Même la BD n’échappe pas à toutes les crises
Si l’activité internationale à Angoulême semble avoir retrouvé son niveau d’avant pandémie, le contexte global a pesé sur les échanges lors de cette troisième journée professionnelle internationale, organisée par le BIEF et le Festival et qui a réuni une quarantaine d’éditeurs français et étrangers ainsi que des producteurs audiovisuels venus dans le cadre d’une opération Shoot the book pilotée par la SCELF. "Éditer en temps de crise : enjeux, alternatives et stratégies internationales", tel était l’intitulé de la première conférence à laquelle participaient l’éditrice américaine Lisa Lucas de Pantheon Books, Seokyong Kil de la Korea Creative Content Agency (KOCCA), Benoît Pollet, directeur général de Glénat, et l’éditeur ukrainien Fedir Balandin des éditions Pinzel.

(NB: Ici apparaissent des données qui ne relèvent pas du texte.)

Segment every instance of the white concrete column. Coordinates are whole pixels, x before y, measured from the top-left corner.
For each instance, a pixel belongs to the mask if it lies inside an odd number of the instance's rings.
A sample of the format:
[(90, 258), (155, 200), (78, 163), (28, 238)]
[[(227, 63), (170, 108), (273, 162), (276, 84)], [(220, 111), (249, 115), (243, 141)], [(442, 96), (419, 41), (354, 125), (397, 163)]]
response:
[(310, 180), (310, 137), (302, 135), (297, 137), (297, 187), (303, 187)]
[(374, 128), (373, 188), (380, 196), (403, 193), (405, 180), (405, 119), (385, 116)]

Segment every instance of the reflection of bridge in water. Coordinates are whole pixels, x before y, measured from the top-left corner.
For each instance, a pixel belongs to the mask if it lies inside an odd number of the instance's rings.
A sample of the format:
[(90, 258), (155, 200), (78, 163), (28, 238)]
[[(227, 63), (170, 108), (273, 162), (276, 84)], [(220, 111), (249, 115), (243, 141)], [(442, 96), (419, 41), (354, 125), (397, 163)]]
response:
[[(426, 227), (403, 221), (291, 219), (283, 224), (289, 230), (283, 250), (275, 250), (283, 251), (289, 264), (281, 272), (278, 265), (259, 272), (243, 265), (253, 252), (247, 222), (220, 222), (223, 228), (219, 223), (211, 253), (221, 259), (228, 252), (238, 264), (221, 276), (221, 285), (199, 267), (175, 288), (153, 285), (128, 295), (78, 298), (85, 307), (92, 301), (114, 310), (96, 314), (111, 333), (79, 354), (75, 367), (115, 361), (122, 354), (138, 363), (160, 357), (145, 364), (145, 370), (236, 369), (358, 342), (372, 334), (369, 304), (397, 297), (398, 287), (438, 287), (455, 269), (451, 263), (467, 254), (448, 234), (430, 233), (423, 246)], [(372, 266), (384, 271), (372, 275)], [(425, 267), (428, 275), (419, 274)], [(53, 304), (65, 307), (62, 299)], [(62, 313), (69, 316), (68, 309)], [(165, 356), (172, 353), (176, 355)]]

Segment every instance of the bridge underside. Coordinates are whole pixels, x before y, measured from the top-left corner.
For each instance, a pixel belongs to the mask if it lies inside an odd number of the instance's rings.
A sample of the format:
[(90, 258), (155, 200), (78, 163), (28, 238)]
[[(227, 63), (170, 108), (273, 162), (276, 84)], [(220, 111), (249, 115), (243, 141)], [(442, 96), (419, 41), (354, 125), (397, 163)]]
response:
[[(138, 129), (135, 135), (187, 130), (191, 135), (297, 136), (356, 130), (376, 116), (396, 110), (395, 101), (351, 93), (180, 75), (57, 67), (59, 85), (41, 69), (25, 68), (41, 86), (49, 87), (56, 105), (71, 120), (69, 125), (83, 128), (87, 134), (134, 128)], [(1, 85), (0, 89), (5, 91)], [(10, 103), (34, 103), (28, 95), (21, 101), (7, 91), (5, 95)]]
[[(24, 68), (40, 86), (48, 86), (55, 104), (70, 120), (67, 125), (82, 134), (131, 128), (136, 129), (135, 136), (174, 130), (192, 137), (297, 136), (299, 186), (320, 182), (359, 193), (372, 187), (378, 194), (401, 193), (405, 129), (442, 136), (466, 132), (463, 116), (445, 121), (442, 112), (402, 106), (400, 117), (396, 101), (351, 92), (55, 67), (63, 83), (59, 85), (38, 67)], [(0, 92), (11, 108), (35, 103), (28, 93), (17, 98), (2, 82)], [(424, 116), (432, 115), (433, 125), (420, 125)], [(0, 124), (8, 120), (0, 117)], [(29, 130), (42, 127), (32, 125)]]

Tensions sur les commandes
Pénurie de papier, explosion des coûts d’impression, problèmes de transport… éditer est devenu compliqué. "La plus grande difficulté pour nous consiste à faire des impressions de qualité, nous avons du mal à assurer la commande sur notre backlist, même un titre comme Mouse n’a pu être réimprimé", témoigne Lisa Lucas. En France, la hausse des prix a également créé des tensions sur la commande, notamment des mangas à l’essor spectaculaire depuis la pandémie.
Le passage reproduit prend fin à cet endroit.